Mary R. Grealy is president of the Healthcare Leadership Council, a coalition of chief executives of the nation’s leading health care companies and organizations.  She is also the author of Prognosis:  A Healthcare Blog which explores the nexus at which healthcare policy meets healthcare practice.

If only it were an urban legend that senior citizens in the United States were cutting their physician-prescribed pills in half or ignoring their medications altogether in order to have enough money for food and utilities, but one doesn’t need academic studies to know that this kind of economically-forced non-adherence has too often been the case in our country.

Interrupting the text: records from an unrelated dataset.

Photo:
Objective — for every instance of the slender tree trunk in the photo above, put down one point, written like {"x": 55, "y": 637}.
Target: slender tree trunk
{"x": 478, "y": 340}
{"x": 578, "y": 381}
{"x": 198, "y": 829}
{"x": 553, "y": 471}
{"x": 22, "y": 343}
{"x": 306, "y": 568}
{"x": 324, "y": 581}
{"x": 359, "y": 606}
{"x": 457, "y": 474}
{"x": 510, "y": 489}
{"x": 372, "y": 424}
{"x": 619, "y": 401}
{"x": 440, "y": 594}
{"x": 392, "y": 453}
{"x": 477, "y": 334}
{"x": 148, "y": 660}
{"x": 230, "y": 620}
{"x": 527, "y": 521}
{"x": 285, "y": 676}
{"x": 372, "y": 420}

After Congress passed the Medicare Modernization Act (MMA), creating the Part D prescription drug program, the Healthcare Leadership Council – an advocacy group comprised of chief executives of healthcare companies and organizations from all health sectors – literally took its show on the road. Having worked for passage of the MMA, we felt a responsibility to ensure that the new Part D program was implemented successfully and that seniors knew how to take advantage of the new benefit.

In community meetings across the country, I met with scores of elderly men and women who told me heart-wrenching stories of the hard choices they had to make between medications and other necessities, knowing they were putting their health at risk.

Has the Medicare Part D prescription drug program made a difference in drug adherence within this vulnerable population? The results are quite positive but they also show that further improvements remain necessary.

The impact of Part D on drug adherence among the elderly is unquestionable. A survey in April of this year by KRC Research (commissioned by Medicare Today, a coalition of local and national organizations we founded to provide reliable Part D information to seniors) found that three of every 10 Medicare beneficiaries reported that they are now taking medications that they had previously either skipped or rationed.